Fourteen individuals and two organizations have been chosen to receive the National Medal of Arts or the National Humanities Medal for 2001. The awards will be presented in April by President Bush and his wife, Laura.
"President Bush has selected an extraordinary group to receive the National Medal of Arts men, women and an organization whose excellence and diversity represent the unique and lasting contributions of artists and the arts," said Eileen B. Mason, acting chairman for the National Endowment for the Arts. "Each has had an immeasurable impact on our country."
The National Medal of Arts recipients are:
The Alvin Ailey Dance Foundation, a modern dance company and school in New York, founded in 1958.
New Mexico writer Rudolfo Anaya, called the "godfather of Chicano literature," including the best-selling "Bless Me, Ultima."
Singer and songwriter Johnny Cash, who has recorded more than 1,500 songs over a nearly 50-year span.
cActor and producer Kirk Douglas, who received an Academy Award for lifetime achievement in 1996.
Abstract expressionist painter Helen Frankenthaler.
Dance choreographer Judith Jamison, who works with the Alvin Ailey American Dance Theater.
Cellist Yo-Yo Ma, who has earned 14 Grammy awards.
New York director and producer Mike Nichols, who won an Academy Award for best director for "The Graduate."
The National Humanities Medal recipients are:
Historical illustrator Jose Cisneros.
cChild psychologist Robert Coles, who teaches psychiatry at Harvard.
Teacher Sharon Darling, president of the National Center for Family Literacy in Louisville, Ky.
Historian and writer William Manchester.
The National Trust for Historic Preservation, Preservation Organization, based in the District.
New York author Richard Peck.
Musicologist Eileen Jackson Southern.
Novelist Tom Wolfe.
The Medal of Arts, established by Congress in 1984, honors individuals and organizations who, in the president's judgment, are deserving of special recognition by reason of their outstanding contributions to the excellence, growth, support and availability of the arts in the United States.
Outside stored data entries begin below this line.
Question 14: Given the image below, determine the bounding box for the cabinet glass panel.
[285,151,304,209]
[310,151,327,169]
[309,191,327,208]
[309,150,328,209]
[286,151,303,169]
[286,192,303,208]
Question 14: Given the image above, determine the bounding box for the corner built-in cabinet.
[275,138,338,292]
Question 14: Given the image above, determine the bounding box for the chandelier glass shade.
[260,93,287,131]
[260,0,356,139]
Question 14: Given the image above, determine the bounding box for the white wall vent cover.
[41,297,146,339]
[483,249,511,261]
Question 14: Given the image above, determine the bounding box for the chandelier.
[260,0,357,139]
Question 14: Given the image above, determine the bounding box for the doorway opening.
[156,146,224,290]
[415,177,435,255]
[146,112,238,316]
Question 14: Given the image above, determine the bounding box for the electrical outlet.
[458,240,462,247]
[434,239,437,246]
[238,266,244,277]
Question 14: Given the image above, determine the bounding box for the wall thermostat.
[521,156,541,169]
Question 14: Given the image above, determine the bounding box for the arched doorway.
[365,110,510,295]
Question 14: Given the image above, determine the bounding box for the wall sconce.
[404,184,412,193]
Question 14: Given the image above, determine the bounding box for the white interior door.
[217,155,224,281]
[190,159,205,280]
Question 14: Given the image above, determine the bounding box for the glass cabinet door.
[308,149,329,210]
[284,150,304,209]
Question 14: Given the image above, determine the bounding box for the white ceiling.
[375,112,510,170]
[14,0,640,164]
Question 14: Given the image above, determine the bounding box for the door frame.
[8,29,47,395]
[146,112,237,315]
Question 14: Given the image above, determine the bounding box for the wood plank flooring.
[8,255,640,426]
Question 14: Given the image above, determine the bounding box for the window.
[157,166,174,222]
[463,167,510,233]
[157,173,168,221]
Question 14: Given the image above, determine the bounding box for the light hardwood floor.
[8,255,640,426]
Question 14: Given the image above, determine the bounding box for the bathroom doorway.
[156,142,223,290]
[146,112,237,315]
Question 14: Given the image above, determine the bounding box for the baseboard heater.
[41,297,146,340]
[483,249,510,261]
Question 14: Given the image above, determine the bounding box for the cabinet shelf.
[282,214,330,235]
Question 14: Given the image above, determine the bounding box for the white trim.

The National Humanities Medal, first awarded in 1988 as the Charles Frankel Prize, honors individuals or groups whose work has deepened the nation's understanding of the humanities, broadened citizens' engagement with the humanities, or helped preserve and expand Americans' access to important resources in the humanities.
Each year, the NEA and the National Endowment for the Humanities seek nominations from individuals and organizations across the country. Their advisory boards provide recommendations to the White House, which selects the recipients.